Jesus defends this faithful woman disciple. Mary is actually anointing Jesus for burial. She knows the price that he is going to pay, and she honors him with her love and loyalty. She will be there until the end.

In our passage from his Letter to the Philippians, St. Paul says so much. He has many reasons to be confident according to the world’s values. He holds a very high status. He is a Pharisee and a Roman citizen. But it is as nothing to him. He calls it “rubbish.” All his former prestige is worthless to him. It’s actually a loss on his books because of the “surpassing value of knowing Christ Jesus my Lord,” he writes.

Because of Jesus, Paul is now in right relationship with God, and he says that he wants to get to know our Lord more and more and he wants to become like our Lord in his death so that he can know the power of his resurrection. In other words, we have to give up all the old worldly stuff as Jesus gave up everything. We have to give up the idea of our power and prestige and empty ourselves of all that so that we can live in Christ and he can live in us.

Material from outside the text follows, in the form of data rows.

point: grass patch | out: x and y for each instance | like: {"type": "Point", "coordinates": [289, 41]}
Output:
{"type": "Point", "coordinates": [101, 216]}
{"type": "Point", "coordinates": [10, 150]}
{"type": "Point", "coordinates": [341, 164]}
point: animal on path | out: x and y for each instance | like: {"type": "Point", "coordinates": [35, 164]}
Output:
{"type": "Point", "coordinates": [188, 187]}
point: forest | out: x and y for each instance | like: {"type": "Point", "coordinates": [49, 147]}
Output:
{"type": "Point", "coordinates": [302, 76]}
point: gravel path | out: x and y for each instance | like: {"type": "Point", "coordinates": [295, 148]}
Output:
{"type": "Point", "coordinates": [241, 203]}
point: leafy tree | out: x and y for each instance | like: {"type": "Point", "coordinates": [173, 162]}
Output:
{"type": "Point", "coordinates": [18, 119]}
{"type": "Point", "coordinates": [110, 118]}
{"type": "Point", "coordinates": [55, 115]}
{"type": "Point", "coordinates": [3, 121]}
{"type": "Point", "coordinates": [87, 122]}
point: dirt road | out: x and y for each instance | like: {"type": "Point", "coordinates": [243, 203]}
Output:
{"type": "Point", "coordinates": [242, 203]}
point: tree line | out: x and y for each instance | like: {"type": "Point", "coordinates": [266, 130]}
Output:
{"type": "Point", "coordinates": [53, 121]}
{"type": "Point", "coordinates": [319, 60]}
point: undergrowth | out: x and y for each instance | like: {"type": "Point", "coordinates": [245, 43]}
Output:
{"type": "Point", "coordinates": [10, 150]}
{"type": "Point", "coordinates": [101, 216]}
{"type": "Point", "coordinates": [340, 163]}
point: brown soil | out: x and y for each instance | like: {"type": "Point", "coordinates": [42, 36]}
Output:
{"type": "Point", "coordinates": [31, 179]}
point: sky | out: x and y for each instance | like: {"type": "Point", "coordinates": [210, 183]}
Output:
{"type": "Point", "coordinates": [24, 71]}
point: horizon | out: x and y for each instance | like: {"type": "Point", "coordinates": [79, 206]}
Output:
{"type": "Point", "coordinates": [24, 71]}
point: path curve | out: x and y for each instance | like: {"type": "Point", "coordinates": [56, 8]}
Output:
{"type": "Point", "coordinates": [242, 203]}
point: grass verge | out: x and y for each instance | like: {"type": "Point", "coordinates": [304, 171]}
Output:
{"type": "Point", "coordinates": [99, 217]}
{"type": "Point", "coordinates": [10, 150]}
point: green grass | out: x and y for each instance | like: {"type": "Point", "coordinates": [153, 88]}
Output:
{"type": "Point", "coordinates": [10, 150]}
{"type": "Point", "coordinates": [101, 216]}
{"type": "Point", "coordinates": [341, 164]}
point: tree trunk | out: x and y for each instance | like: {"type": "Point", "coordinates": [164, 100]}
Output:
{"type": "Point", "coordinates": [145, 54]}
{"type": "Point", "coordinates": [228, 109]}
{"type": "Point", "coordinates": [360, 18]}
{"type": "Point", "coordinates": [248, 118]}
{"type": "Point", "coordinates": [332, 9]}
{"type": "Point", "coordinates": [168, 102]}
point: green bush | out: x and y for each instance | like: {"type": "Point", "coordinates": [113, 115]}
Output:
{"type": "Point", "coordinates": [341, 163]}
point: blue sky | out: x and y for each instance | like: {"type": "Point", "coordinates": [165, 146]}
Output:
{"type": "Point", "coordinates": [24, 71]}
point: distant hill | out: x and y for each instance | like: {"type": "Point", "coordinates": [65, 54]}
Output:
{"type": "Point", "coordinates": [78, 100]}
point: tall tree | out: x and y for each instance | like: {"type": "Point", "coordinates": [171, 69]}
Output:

And then Paul says something that gives us great hope, He says that he has not fully arrived. He has not reached the goal, but “forgetting what lies behind and straining forward to what lies ahead, I press on toward the goal for the prize of the heavenly call of God in Christ Jesus.”

Here on the fifth Sunday in Lent, we are looking forward to one week from now, Palm Sunday, when we will be witnesses at the crucifixion of our Lord. We know that we are not 100 percent living in Christ and allowing him to live in us. We are on the road, but we are not fully there. What a comfort it is to hear that Paul is not fully there either. But then he gives us a powerful example. We are runners in a race. We are spiritual athletes.

There is a great deal of the past that we need to forget. Yes, learn from it and remember those learnings so that we do not make the same mistakes again, but then let it go. Let it go because our Lord has taken care of it. We are forgiven. And then put our energies into living in Christ and letting him live in us. No, we are not fully there, but let us let go of the pain and failure of the past, ask our Lord for help, and move firmly, one step at a time, into the future with him.

We are partners with Christ in this journey. We are called to do our part. He has made a great sacrifice. He did it out of love for us. But he can’t run the race for us. We have to do it in partnership with him. That is what Paul is talking about today.

When Mary anointed Jesus’ feet with that priceless nard, she was giving all she had to honor our Lord. We are being called to follow her example. Will we commit ourselves to walking with him? Will we press on toward the goal, counting on his grace but also giving it all we have?

May we follow him with all our heart and soul and mind and strength that we may live in him and he in us.   Amen.